Algo que sorprende (o no) en este recuento de autorías y creaciones es encontrarse con no pocos nombres que aún hoy siguen sonando en nuestras vidas. Ahí tenemos a José Félix Tezanos escribiendo sobre violencia social en Cuadernos para el diálogo; o a Cristina Almeida y Manuela Carmena en el número especial de esta revista dedicado a La Mujer (1965, reeditado en 1970). También comparecía Lidia Falcón.
Cuando Umbral en sus columnas de entonces hablaba mucho de “las asociaciones”, debía de referirse (ahora lo pillo) a las asociaciones de mujeres y a las de vecinos. De hecho, me extraña que Antes de ser modernos no cite ni una sola vez a Francisco Umbral, ni tampoco a la editorial Anagrama, cuyo catálogo de entonces coincidía punto por punto con esa apertura a las drogas y al sexo heterodoxo que trata aquí de iluminarse.

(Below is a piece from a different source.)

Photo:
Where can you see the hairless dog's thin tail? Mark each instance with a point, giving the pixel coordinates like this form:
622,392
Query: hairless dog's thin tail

La temática transgénero tenía entonces un peso impresionante en prensa y conversaciones, apoyada además por el cine, con películas como Mi querida señorita (1972) o Cambio de sexo (1977), con Bibi Andersen (antes, Bibiana Fernández).
Más ecos o reiteraciones encontramos con el consumo de drogas. Ya en los años 70 se decía (como se diría luego en los 80 en el País Vasco) que era el propio gobierno el que promovía la drogadicción juvenil para “controlar a la población”. En el capítulo sobre drogas, echa uno de menos una presencia más notable de Antonio Escohotado. Quizá el autor tiene sus manías personales.
Sí aparecen Eduardo Haro Ibars o Ángel Montoto, y la noción de que “cientos de miles de personas” identificaban heroína con modernidad. El autor se muestra muy acertado en este análisis: “Discurso generalizado y contradictorio sobre la heroína: es glamurosa, exótica y placentera y, al mismo tiempo, se presenta como una sustancia prohibida utilizada por el Estado como método de control destructivo y a veces letal. La consecuencia era que los artistas, periodistas y profesionales, aparentemente inmunes a las cualidades adictivas de la heroína, podían consumirla, pero los desprevenidos no, porque podrían caer en la conspiración de las altas esferas para reprimir la disidencia”.
Drogarse es querer ser moderno, no tiene más misterio.